Publié le 05 août 2026
Accompagner la transition durable : faire du DRH le pivot de la transformation écologique et sociale
La transition durable est d’abord une transformation humaine
La transition écologique est souvent abordée sous l’angle de la technologie, de la réglementation ou du financement. Pourtant, sa réussite dépend avant tout de la capacité des entreprises à faire évoluer les compétences, les pratiques managériales et les organisations. Derrière chaque trajectoire de décarbonation ou d’adaptation se trouvent des femmes et des hommes qui doivent comprendre, adhérer et agir. C’est là que la fonction RH devient stratégique.
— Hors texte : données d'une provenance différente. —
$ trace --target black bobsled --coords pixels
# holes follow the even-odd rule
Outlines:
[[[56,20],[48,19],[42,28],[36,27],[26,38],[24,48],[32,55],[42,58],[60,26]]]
Du binôme RH-RSE à une responsabilité partagée
Depuis plusieurs années, l’ORSE souligne la complémentarité croissante entre les fonctions RH et RSE. Les enjeux de durabilité ne relèvent plus d’une expertise isolée : ils irriguent l’ensemble des métiers de l’entreprise. Recrutement, formation, qualité de vie au travail, dialogue social, diversité ou encore gestion des compétences sont désormais au cœur des politiques de durabilité. Cette convergence fait du DRH un acteur clé de la cohérence entre ambition environnementale et performance sociale.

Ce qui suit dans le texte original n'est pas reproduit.